HUNGER is not a formulaic play. Rather, it’s closer to a “happening.” This is due, in part, to scenes with moments of connection with the overall production, and other scenes that are independent of any association. At times, ambiguity torpedoes linkage with the headlines chosen to give audiences a clue to the meat of the performance – Sex. Greed. Chocolate.
The sex is suggested by hot kisses Charles deMarque (David McCamish) shares with his wife Christabelle deMarquet (Joni Weisfeld); and the greed by Carol/Maxine (Mara Lieberman) who is charged to wangle, somehow, the secret recipe of the successful deMarquet chocolate garnishes.
Charles, dashing in a beret, has become a successful “chocolatier” who takes pride in his work. [For a Wikipedia list of bean-to-bar creators, click http://en.wikipedia.org/wiki/List_of_bean-to-bar_chocolate_manufacturers.] However, his pure chocolate thoughts are vulnerable to the suggestive wiles of Carol/Maxine and the keen displeasure of wife Christabelle.

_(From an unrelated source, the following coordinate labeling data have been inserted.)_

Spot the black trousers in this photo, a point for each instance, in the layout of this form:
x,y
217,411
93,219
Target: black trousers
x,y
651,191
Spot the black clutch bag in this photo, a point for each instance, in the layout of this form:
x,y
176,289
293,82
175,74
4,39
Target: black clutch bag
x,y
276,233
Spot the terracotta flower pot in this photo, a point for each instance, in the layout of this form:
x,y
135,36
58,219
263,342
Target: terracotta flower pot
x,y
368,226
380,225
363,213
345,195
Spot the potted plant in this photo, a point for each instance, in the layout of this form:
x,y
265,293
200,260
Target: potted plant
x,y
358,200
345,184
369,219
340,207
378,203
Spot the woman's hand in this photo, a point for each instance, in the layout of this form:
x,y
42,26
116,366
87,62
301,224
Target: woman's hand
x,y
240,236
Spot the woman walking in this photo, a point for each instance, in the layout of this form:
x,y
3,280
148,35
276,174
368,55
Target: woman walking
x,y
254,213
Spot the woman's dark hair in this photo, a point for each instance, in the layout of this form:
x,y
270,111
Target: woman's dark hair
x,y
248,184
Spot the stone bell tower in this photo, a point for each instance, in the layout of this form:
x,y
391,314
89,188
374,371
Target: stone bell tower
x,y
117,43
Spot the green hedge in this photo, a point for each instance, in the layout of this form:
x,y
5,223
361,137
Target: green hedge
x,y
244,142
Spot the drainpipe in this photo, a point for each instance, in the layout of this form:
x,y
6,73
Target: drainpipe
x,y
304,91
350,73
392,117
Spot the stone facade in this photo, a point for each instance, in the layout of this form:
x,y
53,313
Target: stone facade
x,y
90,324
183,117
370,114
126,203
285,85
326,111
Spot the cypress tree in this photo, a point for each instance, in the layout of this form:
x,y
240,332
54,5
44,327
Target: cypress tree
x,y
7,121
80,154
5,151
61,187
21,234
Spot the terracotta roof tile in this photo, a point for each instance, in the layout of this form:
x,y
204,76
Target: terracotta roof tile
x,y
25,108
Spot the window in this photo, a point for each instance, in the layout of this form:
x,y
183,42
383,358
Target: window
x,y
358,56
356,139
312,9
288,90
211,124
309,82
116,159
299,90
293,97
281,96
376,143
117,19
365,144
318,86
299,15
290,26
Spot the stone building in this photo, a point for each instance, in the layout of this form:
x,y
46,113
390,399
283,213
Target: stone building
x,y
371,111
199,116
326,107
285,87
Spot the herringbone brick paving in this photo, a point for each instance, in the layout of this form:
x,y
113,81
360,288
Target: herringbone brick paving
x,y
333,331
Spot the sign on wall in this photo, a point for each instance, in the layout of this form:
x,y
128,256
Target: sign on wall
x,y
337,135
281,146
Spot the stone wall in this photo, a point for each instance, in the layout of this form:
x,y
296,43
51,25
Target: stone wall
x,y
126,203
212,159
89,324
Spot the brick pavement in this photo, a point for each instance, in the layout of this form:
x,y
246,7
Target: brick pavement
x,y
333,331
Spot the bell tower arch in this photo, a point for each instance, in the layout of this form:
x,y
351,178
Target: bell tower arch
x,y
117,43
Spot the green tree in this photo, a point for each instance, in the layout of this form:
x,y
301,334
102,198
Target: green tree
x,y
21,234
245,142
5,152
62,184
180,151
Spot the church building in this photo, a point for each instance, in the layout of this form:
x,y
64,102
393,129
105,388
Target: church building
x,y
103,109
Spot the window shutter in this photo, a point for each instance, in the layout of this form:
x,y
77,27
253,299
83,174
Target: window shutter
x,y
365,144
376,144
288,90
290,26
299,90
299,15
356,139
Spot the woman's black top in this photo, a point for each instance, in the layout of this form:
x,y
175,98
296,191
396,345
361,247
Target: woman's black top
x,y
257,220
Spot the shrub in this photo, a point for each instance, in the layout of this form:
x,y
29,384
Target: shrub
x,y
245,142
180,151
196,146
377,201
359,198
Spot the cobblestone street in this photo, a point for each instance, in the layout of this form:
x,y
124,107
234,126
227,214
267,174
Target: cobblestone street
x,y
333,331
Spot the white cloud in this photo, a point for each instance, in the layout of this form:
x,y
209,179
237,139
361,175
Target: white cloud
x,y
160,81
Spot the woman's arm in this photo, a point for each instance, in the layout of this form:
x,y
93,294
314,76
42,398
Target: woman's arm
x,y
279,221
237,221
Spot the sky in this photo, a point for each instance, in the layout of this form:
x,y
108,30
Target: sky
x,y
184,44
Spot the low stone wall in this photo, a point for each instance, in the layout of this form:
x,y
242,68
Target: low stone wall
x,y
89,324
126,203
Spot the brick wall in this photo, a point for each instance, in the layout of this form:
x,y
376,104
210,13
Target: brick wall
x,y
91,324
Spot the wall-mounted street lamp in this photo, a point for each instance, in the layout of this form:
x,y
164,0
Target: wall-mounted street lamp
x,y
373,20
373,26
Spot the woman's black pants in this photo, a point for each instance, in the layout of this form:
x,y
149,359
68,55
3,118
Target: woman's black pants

There’s enough tension available to fashion a plot loaded with suspense that can intrigue an audience while simultaneously enhancing the stylized world of chocolatiers and the thieves who covet their turn at grabbing the brass ring.
In other words, a baker’s dozen of proven writers, technicians and performers are poised to polish HUNGER without compromising its organic vibes.